OpenOffice.org & Python
This article was originally written in October 2006, and has been subsequently updated.
The OpenOffice.org documentation is complex and large. Still, I had the feeling that simple tasks with OpenOffice.org and Python had to be simple. Once I had digged through the tough documentation and combined my freshly acquired knowledge with Danny’s OOo library, it turned out to be rather manageable.
This article / tutorial / HOWTO gives you a couple of examples of Python code that accesses and manipulates OpenOffice.org. Since most examples that are already out there discuss text documents, I’ll be writing about spreadsheets.

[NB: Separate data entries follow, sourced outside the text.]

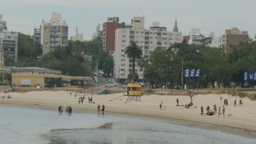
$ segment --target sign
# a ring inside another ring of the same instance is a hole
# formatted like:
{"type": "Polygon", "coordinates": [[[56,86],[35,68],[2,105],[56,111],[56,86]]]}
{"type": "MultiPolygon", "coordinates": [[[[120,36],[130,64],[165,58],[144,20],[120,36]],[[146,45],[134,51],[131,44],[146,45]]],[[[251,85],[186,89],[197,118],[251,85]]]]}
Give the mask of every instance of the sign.
{"type": "Polygon", "coordinates": [[[247,80],[248,79],[248,72],[245,72],[244,73],[243,79],[245,80],[247,80]]]}
{"type": "Polygon", "coordinates": [[[30,85],[31,84],[31,80],[21,79],[21,85],[30,85]]]}
{"type": "Polygon", "coordinates": [[[197,71],[195,72],[195,77],[199,77],[199,75],[200,75],[200,69],[198,69],[197,70],[197,71]]]}
{"type": "Polygon", "coordinates": [[[190,75],[189,75],[190,77],[195,77],[195,69],[191,69],[190,71],[190,75]]]}
{"type": "Polygon", "coordinates": [[[185,69],[185,77],[189,77],[189,69],[185,69]]]}
{"type": "Polygon", "coordinates": [[[253,72],[251,71],[249,73],[249,80],[251,81],[253,80],[253,72]]]}

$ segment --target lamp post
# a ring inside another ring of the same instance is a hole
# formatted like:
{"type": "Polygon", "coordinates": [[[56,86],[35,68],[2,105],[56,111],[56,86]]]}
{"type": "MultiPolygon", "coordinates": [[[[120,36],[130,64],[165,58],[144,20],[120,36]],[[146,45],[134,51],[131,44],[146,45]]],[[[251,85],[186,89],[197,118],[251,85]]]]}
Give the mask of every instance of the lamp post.
{"type": "Polygon", "coordinates": [[[3,87],[4,87],[5,83],[5,58],[6,57],[6,54],[3,54],[3,87]]]}
{"type": "Polygon", "coordinates": [[[97,83],[98,83],[98,61],[99,60],[99,58],[100,57],[103,57],[103,56],[99,56],[97,58],[97,66],[96,67],[96,77],[97,77],[97,80],[95,83],[95,87],[97,88],[97,83]]]}

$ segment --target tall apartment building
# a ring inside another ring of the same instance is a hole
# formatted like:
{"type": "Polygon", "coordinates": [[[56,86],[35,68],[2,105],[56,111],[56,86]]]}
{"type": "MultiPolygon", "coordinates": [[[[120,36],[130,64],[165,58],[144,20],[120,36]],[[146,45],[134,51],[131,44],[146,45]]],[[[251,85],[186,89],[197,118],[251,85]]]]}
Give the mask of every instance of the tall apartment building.
{"type": "Polygon", "coordinates": [[[6,21],[3,20],[3,15],[1,14],[0,15],[0,45],[2,45],[5,54],[17,61],[18,34],[8,32],[6,21]]]}
{"type": "Polygon", "coordinates": [[[202,45],[202,40],[205,37],[201,34],[201,29],[197,28],[192,28],[189,31],[189,44],[195,44],[202,45]]]}
{"type": "MultiPolygon", "coordinates": [[[[132,28],[118,28],[115,31],[114,77],[120,78],[120,82],[127,79],[128,75],[132,72],[132,60],[125,53],[125,48],[131,42],[138,43],[143,51],[142,56],[145,59],[148,59],[157,47],[167,49],[174,43],[182,42],[182,33],[178,32],[177,26],[174,27],[177,28],[176,32],[167,31],[166,27],[152,27],[147,30],[144,29],[143,17],[134,17],[132,21],[132,28]]],[[[143,72],[140,71],[136,64],[135,72],[139,79],[142,79],[143,72]]]]}
{"type": "Polygon", "coordinates": [[[50,21],[43,19],[40,29],[43,54],[54,51],[59,45],[61,48],[67,46],[68,26],[61,14],[52,13],[50,21]]]}
{"type": "Polygon", "coordinates": [[[94,32],[91,37],[91,40],[93,40],[97,38],[97,37],[102,37],[102,31],[101,30],[101,24],[98,24],[98,26],[96,27],[96,31],[94,32]]]}
{"type": "Polygon", "coordinates": [[[74,37],[70,37],[70,40],[75,41],[79,40],[83,41],[83,34],[79,34],[78,33],[78,27],[75,27],[75,35],[74,37]]]}
{"type": "Polygon", "coordinates": [[[246,42],[248,40],[248,32],[241,32],[234,27],[225,30],[225,34],[222,35],[222,45],[226,47],[226,52],[228,53],[230,52],[229,44],[237,45],[240,41],[246,42]]]}

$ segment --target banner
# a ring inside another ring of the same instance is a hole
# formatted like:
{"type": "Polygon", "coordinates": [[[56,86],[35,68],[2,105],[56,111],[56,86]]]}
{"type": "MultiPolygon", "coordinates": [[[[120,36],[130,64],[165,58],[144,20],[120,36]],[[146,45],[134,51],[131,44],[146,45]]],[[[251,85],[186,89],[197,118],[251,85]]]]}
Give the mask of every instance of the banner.
{"type": "Polygon", "coordinates": [[[191,69],[190,71],[190,75],[189,76],[190,77],[195,77],[195,69],[191,69]]]}
{"type": "Polygon", "coordinates": [[[185,78],[189,77],[189,69],[185,69],[185,78]]]}
{"type": "Polygon", "coordinates": [[[251,81],[253,80],[253,72],[251,71],[249,73],[249,80],[251,81]]]}
{"type": "Polygon", "coordinates": [[[195,75],[195,77],[199,77],[200,75],[200,69],[198,69],[196,72],[195,75]]]}
{"type": "Polygon", "coordinates": [[[243,79],[244,80],[248,80],[248,72],[245,72],[244,73],[243,79]]]}

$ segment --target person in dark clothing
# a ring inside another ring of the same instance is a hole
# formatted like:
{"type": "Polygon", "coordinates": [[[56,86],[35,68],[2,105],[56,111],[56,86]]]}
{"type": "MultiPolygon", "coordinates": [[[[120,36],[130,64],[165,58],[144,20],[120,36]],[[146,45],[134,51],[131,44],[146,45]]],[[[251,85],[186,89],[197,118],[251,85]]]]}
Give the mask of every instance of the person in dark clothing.
{"type": "Polygon", "coordinates": [[[101,109],[101,106],[99,106],[99,104],[98,106],[98,114],[99,115],[99,110],[101,109]]]}
{"type": "Polygon", "coordinates": [[[101,109],[101,111],[102,111],[102,115],[104,115],[104,111],[105,110],[105,106],[103,105],[102,106],[102,109],[101,109]]]}
{"type": "Polygon", "coordinates": [[[201,115],[203,115],[203,107],[201,106],[201,115]]]}

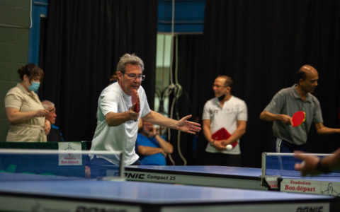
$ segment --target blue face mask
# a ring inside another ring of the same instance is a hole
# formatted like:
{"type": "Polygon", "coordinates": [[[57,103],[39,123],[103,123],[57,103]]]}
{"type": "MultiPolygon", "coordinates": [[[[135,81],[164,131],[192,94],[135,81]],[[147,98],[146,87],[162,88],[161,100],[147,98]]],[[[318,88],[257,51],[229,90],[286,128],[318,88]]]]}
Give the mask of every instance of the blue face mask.
{"type": "Polygon", "coordinates": [[[32,85],[28,86],[28,90],[32,91],[37,91],[38,89],[39,89],[40,86],[40,83],[32,82],[32,85]]]}

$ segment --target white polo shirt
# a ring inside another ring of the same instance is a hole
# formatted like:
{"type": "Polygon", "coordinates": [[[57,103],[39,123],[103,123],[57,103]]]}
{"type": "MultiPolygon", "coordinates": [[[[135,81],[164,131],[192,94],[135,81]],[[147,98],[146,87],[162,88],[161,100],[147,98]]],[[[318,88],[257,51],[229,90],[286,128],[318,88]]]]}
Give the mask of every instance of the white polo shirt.
{"type": "MultiPolygon", "coordinates": [[[[140,102],[139,119],[149,114],[150,108],[145,91],[142,86],[140,86],[137,93],[140,102]]],[[[97,127],[91,146],[91,151],[122,151],[124,165],[131,165],[139,158],[135,151],[138,122],[130,120],[116,126],[109,126],[105,116],[110,112],[126,112],[131,106],[131,95],[125,93],[118,82],[103,90],[98,100],[97,127]]],[[[105,158],[114,165],[118,165],[120,160],[118,155],[110,158],[98,155],[96,156],[105,158]]]]}
{"type": "MultiPolygon", "coordinates": [[[[247,120],[246,105],[244,100],[232,95],[232,98],[225,101],[221,108],[218,98],[215,98],[204,105],[202,119],[210,119],[210,131],[213,134],[220,129],[225,128],[230,134],[237,129],[237,120],[247,120]]],[[[208,144],[205,151],[208,153],[222,153],[225,154],[239,155],[241,153],[239,139],[237,145],[231,151],[219,151],[208,144]]]]}

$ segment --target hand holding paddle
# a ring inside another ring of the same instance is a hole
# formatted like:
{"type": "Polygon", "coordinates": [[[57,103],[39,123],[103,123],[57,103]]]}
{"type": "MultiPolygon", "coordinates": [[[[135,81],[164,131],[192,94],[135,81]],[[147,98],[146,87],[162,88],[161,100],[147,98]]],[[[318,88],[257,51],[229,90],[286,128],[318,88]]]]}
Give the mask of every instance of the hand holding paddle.
{"type": "Polygon", "coordinates": [[[299,126],[306,119],[306,113],[302,110],[299,110],[294,113],[292,118],[292,126],[294,127],[299,126]]]}
{"type": "MultiPolygon", "coordinates": [[[[140,112],[140,98],[138,97],[138,93],[137,93],[136,90],[131,90],[131,102],[132,103],[131,109],[137,113],[140,112]]],[[[137,119],[135,119],[135,122],[137,122],[137,119]]]]}
{"type": "MultiPolygon", "coordinates": [[[[215,131],[212,135],[211,135],[211,138],[216,141],[227,140],[230,136],[231,136],[230,134],[224,127],[220,129],[219,130],[215,131]]],[[[225,149],[227,151],[231,151],[236,146],[236,145],[237,145],[237,141],[235,141],[231,144],[227,145],[225,149]]]]}
{"type": "Polygon", "coordinates": [[[135,112],[140,112],[140,98],[138,96],[138,93],[137,93],[136,90],[131,90],[131,102],[132,102],[132,107],[135,105],[133,110],[135,112]]]}

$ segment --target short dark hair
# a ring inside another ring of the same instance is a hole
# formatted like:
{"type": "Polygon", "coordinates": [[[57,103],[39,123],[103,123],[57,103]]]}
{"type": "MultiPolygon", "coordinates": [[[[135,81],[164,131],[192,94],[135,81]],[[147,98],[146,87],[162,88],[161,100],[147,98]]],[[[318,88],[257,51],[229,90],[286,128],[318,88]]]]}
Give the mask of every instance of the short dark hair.
{"type": "Polygon", "coordinates": [[[23,80],[23,76],[26,75],[30,81],[37,76],[40,77],[40,81],[44,77],[44,71],[35,64],[27,64],[21,66],[18,69],[18,73],[21,80],[23,80]]]}
{"type": "Polygon", "coordinates": [[[315,69],[312,65],[305,64],[300,68],[299,71],[296,73],[296,76],[298,78],[298,83],[300,82],[300,80],[302,79],[305,81],[307,78],[307,70],[315,69]]]}

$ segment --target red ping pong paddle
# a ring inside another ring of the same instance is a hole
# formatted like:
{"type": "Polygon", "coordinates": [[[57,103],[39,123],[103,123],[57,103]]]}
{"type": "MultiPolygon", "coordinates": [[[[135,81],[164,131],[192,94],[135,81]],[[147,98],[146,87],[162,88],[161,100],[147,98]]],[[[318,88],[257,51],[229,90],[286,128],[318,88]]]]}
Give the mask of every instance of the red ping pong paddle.
{"type": "Polygon", "coordinates": [[[135,112],[140,112],[140,98],[138,97],[138,93],[137,93],[136,90],[131,90],[131,101],[132,105],[136,103],[135,106],[135,112]]]}
{"type": "MultiPolygon", "coordinates": [[[[230,136],[231,136],[230,134],[224,127],[220,129],[219,130],[215,131],[212,135],[211,135],[211,138],[214,140],[216,140],[216,141],[227,140],[230,136]]],[[[235,141],[235,142],[232,143],[232,144],[227,145],[226,149],[228,150],[228,151],[230,151],[230,150],[233,149],[236,146],[236,145],[237,145],[237,141],[235,141]]]]}
{"type": "Polygon", "coordinates": [[[299,110],[294,113],[292,118],[293,126],[299,126],[306,119],[306,113],[299,110]]]}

I regularly get customers that want an Excel or OpenOffice.org spreadsheet imported into a database. This is easily done with a few lines of Python code. Since we have Python access to OOo anyway, we’ll also look at calculating with OpenOffice.org.
Preparation
In order to communicate with OpenOffice.org, it needs to be started in a special way, and we need some Python modules.
Starting OpenOffice.org
First you have to close OpenOffice.org, including the quick-start tray icon if you’re on Windows. Then start OpenOffice.org like this:
ooffice "-accept=socket,host=localhost,port=8100;urp;"
Installing Python modules
Install Danny’s OpenOffice.org library. Place it into your development directory and execute:
mkdir -p Danny/OOo
touch Danny/__init__.py
touch Danny/OOo/__init__.py
mv OOoLib.py Danny/OOo/
You also need the python-uno package. It is shipped with Ubuntu Linux, so probably also with other distributions. If you have trouble finding/downloading/installing it, just ask me.
Gaining access to a document
Basically, there are two ways of getting access to a document. One is loading it from file, the other is simply using the currently opened OpenOffice.org document. The goal of this section is to obtain a reference to a spreadsheet document.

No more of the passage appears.